The internet analogy
Here’s why I find the concept of the energy internet helpful. Before the digital internet (a term I’m using here to encompass all the hardware, software, and standards that comprise it), we had multiple silos of technology, such as mainframes, PCs, databases, desktop applications, and private networks.
As the digital internet evolved, however, the walls between these silos disappeared. You can now utilize any platform on the back end of your digital services, including mainframes, commodity server hardware, and virtual machines in the cloud.
You can transport digital payloads across networks that connect to any customer, supplier, or partner on the planet with whatever combination of speed, security, capacity, and cost you deem most appropriate. That payload can be data, sound, or video, and your endpoint can be a desktop browser, smartphone, IoT sensor, security camera, or retail kiosk.
This mix-and-match internet created an open digital supply chain that has driven an epochal boom in online innovation. Entrepreneurs and inventors can focus on specific value propositions anywhere across that supply chain rather than having to reinvent the supply chain itself continually.

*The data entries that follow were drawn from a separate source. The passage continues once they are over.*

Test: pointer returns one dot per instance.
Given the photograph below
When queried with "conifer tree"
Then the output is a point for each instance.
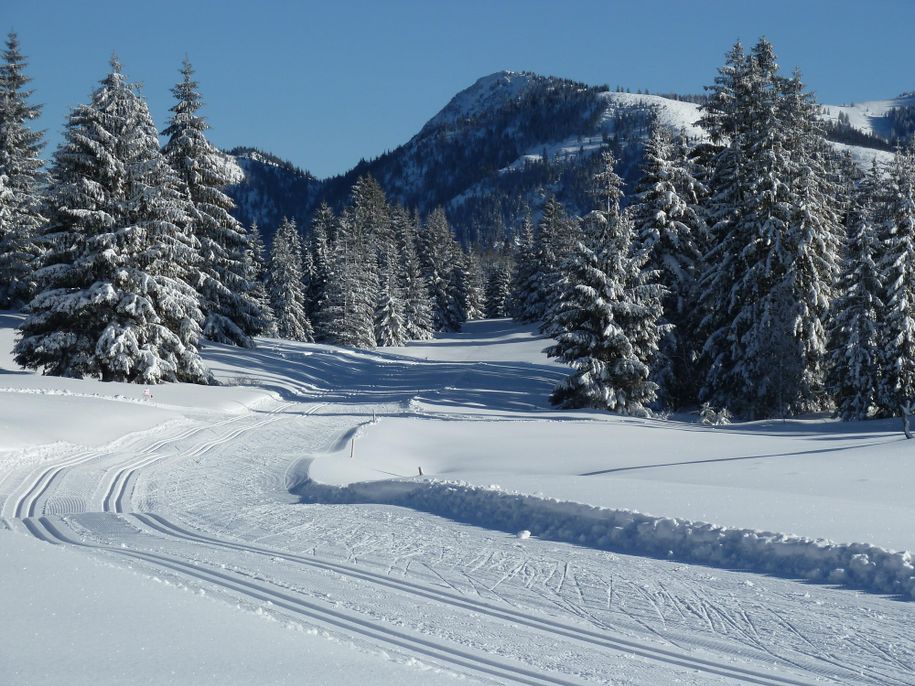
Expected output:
(609, 322)
(524, 281)
(768, 280)
(256, 274)
(285, 285)
(390, 329)
(437, 254)
(322, 227)
(666, 223)
(348, 314)
(854, 373)
(466, 286)
(498, 291)
(20, 163)
(556, 237)
(232, 313)
(896, 214)
(113, 302)
(417, 311)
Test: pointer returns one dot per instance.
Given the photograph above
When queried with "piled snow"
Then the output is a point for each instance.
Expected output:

The energy sector must move in the same direction. We need to be able to treat our various generation modalities like server platforms. We need our transmission grids to be as accessible as our data networks, and we need to be able to deliver energy to any consumption endpoint just as flexibly. We need to encourage innovation at those endpoints, too — just as the tech sector did. Just as the digital internet rewards innovation wherever it serves the market — whether you build a better app or design a more great smartphone — the energy internet will also offer more excellent opportunities across the energy supply chain.